Zuvor hat man bereits einen depressiv zusammengekauerten Jungen passiert, den Ron Mueck bis zur Ferse hinunter realistisch nachgeformt hat – Echthaar inklusive. Nur die Dimension stimmt nicht, „Untitled (boy)“ ist ein knapp fünf mal fünf Meter großes, auch wieder sehr einsames Kind.

Szeemann mag die Momente, in denen der Betrachter über seine Entdeckungen staunt. Dafür lässt er Francesco Vezzoli für dessen Schrein mit Stickrahmen voll weiblicher Filmstars das Sixtiesmodel Veruschka von Lehndorf zur Performance einladen. Dafür holt er die New Yorker Miniaturvideos von Paul Pfeiffer, in denen die Mannschaften beim Basketball wegretuschiert wurden, sodass jetzt der Ball von unsichtbarer Hand in den Korb geworfen wird. Und er mag auch alles Abwegige: Aus der Schweiz hat er den 1925 geborenen Arnold Odermatt mitgebracht, der als Polizeibeamter über 40 Jahre lang Autounfälle fotografisch dokumentiert hat.

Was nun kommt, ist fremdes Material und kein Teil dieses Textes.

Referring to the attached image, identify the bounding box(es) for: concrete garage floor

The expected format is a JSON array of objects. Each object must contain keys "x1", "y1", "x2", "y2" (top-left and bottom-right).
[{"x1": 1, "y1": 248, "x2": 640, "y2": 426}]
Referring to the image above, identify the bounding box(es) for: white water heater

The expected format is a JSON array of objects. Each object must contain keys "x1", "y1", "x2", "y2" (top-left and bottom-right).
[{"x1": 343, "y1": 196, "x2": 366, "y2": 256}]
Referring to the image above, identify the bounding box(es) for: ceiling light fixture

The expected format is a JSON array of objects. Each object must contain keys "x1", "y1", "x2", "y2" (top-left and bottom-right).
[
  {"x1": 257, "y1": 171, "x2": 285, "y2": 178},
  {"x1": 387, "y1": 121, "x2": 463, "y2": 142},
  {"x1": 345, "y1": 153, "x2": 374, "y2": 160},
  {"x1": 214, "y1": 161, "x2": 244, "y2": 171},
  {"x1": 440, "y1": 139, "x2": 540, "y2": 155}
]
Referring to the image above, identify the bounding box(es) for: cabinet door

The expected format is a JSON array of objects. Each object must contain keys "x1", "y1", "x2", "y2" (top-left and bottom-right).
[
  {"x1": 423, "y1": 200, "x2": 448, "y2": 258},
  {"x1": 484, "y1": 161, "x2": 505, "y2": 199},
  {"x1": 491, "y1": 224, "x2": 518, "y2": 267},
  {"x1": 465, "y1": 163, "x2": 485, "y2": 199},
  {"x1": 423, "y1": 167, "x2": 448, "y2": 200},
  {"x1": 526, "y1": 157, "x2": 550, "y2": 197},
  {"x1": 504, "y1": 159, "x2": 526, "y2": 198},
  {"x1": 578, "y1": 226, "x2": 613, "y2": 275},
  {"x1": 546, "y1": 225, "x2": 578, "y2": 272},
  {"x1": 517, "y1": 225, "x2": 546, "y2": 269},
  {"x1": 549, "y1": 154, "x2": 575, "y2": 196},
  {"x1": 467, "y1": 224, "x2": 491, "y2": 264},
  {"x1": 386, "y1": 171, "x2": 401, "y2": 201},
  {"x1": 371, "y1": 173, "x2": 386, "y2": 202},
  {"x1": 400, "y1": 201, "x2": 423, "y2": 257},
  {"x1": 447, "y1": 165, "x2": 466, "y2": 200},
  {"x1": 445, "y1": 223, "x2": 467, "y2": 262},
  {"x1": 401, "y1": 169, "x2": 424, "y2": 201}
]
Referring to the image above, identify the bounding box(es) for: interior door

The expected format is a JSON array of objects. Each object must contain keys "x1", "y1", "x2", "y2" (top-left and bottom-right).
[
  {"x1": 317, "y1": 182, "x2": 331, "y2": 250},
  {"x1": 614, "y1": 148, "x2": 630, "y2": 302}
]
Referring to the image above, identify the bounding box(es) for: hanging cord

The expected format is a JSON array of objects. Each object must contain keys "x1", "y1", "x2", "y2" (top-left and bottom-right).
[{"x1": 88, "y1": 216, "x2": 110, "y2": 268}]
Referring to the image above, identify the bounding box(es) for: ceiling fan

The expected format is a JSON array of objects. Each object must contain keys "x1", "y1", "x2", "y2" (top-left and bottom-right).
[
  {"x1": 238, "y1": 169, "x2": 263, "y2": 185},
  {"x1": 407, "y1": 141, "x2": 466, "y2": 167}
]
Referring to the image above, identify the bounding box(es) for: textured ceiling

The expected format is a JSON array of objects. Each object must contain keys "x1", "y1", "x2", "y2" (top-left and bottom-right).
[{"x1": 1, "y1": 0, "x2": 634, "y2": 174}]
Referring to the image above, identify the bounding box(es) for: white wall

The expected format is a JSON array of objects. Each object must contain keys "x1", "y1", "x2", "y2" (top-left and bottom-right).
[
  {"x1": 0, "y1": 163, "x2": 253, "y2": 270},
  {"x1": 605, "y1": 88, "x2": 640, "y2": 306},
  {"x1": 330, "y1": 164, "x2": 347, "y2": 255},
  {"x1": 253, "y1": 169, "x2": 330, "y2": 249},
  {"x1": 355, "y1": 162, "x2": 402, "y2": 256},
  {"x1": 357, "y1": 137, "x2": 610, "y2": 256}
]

Statt aber genau über den Tatort zu informieren, sind die schwarzweißen Aufnahmen eine ungemein schön geformte Auseinandersetzung mit den zerknautschten Objekten. Was Szeemann in dieser Kombination aber nicht gelingt, ist ein Widerhall der Welt als Ganzes, von der er so sehr schwärmt.

Am Ende des Rundgangs steht man vor einem flach auf den Rasen geklebten Labyrinth, das Olaf Nicolai wie in Rätselheften für Kinder entworfen hat. Welchen Gang man nimmt, ist im Grunde egal, und ob man irgendwo ankommt ebenfalls. Es reicht, sich die Knotenpunkte auf der markierten Strecke anzusehen. Sie ähneln denen zwischen Kunst und Leben. Dann trennen sich die Wege.